Hands up if you know your Albariño from your Sauvignon?
Spain’s signature white grape is not as well-known as we like to think.
First things first, it can be a bit more pricey than your average white. A small production area and therefore small volumes keeps costs high and guarantees a very specific style of wine – it’s loved by sommeliers and hipsters alike for the exact reasons we’ve mentioned above.
Compared to other, quite frankly, fast and loose grape varieties, it’s not grown all over the world, preferring the cool, wet climate of its native Galicia in north-west Spain, with some plantings just across the border in Portugal.

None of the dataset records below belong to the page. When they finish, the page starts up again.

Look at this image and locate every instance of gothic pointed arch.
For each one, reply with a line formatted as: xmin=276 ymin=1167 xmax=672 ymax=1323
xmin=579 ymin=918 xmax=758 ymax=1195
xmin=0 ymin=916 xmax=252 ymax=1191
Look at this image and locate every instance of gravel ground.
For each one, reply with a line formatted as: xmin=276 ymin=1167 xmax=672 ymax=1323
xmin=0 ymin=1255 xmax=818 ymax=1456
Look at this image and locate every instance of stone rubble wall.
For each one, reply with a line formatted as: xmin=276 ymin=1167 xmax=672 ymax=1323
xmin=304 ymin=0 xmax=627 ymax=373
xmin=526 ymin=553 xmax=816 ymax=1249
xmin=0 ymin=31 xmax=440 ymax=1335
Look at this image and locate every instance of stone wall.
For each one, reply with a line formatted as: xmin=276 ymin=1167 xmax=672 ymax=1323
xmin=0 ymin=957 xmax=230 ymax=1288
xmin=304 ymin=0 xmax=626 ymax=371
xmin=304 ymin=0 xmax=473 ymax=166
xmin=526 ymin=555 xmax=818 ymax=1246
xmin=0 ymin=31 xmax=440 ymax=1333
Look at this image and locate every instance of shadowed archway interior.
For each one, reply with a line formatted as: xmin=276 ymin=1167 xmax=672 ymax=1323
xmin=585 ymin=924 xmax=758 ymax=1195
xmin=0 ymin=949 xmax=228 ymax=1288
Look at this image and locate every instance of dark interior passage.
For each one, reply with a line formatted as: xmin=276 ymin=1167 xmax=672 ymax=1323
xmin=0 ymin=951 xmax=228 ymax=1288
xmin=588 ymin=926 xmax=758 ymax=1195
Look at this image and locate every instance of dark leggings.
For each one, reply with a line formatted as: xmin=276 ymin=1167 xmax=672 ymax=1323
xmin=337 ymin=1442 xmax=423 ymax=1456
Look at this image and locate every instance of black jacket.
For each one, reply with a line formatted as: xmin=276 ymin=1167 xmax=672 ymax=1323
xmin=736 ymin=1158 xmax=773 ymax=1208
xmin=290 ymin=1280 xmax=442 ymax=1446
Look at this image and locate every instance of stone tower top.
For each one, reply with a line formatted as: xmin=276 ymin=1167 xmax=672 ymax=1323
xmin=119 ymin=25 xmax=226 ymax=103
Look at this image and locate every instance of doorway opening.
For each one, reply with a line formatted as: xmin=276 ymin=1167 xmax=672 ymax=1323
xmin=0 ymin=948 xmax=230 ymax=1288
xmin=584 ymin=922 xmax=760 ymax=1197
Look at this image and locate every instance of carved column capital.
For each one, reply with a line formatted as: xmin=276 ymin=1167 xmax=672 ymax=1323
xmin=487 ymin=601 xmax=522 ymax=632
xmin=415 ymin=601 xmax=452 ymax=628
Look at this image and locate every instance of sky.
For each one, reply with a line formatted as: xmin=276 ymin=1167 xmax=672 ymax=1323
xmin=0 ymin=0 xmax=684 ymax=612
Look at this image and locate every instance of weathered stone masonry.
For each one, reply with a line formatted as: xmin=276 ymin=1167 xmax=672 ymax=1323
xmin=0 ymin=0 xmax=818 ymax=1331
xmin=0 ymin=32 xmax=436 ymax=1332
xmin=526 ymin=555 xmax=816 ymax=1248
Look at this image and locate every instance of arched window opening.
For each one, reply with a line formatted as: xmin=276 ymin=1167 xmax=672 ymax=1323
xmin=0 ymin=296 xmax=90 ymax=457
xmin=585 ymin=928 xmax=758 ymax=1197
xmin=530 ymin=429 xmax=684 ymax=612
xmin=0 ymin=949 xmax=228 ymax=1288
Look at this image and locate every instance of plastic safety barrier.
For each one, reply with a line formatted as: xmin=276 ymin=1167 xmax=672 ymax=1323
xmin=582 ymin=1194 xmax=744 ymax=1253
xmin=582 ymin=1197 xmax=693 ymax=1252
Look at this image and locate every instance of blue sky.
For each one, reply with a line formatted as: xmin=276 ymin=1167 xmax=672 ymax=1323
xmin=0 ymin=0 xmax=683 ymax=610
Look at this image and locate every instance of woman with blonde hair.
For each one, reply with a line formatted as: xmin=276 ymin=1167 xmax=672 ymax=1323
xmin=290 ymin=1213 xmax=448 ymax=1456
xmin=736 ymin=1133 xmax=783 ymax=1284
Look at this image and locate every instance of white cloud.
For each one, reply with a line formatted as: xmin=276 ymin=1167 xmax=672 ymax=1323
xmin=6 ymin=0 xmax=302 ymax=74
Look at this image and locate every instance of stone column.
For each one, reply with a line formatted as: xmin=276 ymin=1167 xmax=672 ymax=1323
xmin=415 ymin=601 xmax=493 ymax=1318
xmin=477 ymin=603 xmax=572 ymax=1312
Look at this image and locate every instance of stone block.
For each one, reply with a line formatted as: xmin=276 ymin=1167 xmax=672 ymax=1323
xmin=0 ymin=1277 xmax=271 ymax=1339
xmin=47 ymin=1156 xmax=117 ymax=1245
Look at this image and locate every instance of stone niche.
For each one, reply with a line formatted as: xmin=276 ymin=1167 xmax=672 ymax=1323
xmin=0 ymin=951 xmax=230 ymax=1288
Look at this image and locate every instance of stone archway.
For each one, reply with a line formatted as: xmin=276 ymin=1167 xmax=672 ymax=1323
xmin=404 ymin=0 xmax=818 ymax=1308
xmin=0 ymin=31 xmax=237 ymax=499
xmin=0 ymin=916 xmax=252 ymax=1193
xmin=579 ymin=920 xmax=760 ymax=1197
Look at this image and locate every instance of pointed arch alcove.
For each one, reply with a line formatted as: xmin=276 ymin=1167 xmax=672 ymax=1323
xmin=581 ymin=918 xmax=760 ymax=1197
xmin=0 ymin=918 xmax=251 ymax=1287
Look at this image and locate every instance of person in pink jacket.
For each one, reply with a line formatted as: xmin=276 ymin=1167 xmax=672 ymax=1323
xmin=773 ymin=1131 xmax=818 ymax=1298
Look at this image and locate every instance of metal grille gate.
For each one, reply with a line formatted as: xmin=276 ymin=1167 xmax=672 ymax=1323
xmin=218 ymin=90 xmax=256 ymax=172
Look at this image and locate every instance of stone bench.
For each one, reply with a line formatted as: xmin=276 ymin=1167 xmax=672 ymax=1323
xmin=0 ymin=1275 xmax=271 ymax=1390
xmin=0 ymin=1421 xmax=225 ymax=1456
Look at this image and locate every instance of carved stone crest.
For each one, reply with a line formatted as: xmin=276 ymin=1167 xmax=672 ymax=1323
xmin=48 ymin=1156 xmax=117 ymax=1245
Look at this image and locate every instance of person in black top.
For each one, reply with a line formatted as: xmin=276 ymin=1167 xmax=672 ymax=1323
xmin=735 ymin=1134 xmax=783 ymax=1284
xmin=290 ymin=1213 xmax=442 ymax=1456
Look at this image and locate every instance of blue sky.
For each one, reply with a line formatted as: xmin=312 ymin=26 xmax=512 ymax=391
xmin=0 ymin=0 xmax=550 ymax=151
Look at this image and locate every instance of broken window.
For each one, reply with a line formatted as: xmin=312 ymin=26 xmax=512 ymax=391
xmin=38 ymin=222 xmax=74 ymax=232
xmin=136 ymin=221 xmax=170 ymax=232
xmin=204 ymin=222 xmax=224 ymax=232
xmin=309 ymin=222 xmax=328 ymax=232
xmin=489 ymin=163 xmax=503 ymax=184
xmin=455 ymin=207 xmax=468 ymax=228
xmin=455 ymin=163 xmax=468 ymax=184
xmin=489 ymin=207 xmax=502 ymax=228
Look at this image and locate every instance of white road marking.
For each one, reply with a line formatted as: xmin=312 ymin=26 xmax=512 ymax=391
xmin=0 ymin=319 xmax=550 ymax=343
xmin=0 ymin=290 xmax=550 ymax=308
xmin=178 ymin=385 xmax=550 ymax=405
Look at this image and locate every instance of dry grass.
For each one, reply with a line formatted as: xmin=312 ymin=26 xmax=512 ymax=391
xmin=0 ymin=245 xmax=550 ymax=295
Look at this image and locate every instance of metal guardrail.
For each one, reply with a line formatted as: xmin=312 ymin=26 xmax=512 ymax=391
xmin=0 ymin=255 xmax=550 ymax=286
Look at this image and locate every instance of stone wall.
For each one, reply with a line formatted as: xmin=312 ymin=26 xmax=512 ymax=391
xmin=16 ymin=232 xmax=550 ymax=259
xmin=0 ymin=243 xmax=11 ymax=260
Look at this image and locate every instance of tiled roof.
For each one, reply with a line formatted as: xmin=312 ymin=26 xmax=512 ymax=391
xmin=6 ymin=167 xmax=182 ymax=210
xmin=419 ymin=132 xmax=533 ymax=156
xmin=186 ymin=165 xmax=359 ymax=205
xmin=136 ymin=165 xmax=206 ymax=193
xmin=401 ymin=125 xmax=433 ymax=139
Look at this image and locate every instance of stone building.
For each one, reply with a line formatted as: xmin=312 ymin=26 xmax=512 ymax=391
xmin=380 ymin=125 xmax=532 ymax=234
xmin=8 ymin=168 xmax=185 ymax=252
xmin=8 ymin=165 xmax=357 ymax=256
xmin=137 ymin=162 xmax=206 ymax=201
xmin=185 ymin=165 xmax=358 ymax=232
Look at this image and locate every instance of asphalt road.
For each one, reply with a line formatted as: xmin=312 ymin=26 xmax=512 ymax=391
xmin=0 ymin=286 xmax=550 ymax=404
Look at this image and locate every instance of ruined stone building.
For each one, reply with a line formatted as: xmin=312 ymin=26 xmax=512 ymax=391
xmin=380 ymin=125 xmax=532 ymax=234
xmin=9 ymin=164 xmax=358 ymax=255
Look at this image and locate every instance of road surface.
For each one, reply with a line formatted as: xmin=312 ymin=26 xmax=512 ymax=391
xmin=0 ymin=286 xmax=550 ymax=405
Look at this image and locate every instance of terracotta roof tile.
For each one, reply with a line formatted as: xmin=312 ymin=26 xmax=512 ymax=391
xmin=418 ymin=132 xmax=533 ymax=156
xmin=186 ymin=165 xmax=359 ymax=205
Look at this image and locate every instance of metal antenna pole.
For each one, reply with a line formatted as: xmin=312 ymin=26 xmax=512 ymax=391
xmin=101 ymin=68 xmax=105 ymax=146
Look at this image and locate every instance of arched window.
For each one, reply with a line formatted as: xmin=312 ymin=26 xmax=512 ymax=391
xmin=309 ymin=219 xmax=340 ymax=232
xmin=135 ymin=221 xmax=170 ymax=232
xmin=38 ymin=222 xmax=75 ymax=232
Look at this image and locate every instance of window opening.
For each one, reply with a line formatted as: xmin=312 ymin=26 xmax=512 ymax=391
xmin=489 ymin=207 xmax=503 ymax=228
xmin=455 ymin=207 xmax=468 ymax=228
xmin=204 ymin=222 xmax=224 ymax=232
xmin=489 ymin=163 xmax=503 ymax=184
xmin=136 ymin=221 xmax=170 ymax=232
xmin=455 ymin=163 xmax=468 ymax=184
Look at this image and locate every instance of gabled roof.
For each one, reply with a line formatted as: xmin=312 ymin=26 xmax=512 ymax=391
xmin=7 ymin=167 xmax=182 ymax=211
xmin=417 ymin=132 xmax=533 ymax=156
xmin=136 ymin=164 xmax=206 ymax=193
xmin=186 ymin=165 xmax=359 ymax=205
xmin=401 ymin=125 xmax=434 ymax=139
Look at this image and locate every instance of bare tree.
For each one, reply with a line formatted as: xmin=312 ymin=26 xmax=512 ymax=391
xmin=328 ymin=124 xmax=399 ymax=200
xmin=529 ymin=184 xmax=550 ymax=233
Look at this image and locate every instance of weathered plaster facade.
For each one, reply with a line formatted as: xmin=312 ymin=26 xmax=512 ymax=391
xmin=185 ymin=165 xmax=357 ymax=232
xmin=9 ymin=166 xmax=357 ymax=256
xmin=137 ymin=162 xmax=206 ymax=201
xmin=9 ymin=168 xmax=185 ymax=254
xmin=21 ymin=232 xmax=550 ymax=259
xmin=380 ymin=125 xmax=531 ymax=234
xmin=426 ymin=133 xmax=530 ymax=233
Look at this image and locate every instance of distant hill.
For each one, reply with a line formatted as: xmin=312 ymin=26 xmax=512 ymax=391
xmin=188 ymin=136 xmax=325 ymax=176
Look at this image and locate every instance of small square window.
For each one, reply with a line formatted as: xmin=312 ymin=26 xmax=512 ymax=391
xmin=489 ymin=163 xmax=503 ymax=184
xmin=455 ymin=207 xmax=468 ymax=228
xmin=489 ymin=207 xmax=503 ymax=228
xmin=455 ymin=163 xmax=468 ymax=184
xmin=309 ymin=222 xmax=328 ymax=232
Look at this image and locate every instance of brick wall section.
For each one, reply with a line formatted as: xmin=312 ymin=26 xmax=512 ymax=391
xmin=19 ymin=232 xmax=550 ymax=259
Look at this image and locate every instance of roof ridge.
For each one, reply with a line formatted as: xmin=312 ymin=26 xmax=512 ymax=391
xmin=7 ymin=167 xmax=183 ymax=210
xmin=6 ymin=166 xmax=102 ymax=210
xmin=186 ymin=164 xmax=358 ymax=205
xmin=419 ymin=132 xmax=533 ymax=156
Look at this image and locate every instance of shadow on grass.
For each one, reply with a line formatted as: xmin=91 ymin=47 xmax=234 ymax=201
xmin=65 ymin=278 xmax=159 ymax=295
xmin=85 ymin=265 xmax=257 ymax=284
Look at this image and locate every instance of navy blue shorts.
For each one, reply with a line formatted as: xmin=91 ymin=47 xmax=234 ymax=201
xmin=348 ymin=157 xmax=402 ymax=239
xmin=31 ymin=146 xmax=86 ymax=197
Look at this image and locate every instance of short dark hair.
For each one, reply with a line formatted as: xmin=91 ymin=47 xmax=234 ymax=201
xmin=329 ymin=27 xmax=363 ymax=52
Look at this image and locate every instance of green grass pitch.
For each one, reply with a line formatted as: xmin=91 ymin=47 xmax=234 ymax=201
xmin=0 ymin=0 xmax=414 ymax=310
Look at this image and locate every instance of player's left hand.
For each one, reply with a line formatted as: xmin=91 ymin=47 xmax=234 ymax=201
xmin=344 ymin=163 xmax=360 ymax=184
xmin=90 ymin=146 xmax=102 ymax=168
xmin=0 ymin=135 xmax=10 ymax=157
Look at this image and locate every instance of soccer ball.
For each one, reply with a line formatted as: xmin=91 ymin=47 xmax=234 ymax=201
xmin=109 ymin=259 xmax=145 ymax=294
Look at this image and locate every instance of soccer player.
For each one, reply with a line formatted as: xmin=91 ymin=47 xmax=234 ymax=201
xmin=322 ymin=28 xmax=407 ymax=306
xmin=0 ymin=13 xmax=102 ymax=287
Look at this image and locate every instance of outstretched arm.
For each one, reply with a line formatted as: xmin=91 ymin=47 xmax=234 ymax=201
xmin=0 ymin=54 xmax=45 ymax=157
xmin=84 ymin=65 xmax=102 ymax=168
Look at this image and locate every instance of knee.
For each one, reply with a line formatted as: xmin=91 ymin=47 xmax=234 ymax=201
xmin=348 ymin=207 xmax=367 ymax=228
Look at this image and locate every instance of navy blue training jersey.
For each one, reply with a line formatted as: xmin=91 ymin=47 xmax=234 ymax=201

It’s in this breezy, Atlantic-influenced climate that Albariño thrives. The grapes are thick-skinned, meaning they weather a good storm and are less likely to be bothered by damp conditions – which is handy considering that the region gets on average 1800mm of rainfall a year, more than Manchester if you can believe that.
The main production area is Rias Baixas, a wine growing region stretching along the Atlantic coast south of Santiago di Compostela. The close proximity to the ocean, combined with the grape’s natural aromatic character, results in wines that are super-fresh, light and bright, with mouth-watering peachy fruit. The wines are sometimes bottled with a slight spritz still in the bottle, adding to the feeling of freshness.
As you might expect, they’re made for the food of the region. Throw any kind of seafood at a glass of Albarino and it will gladly accept – goose barnacles, mussels, sardines, or the highly prized sea urchins (pictured below).
Of course, if you can’t stretch to (or have no inclination to eat) sea urchins, follow advice from the team at Most Wanted HQ and pour yourself a chilled glass with your Friday night fish and chips. Winning all round.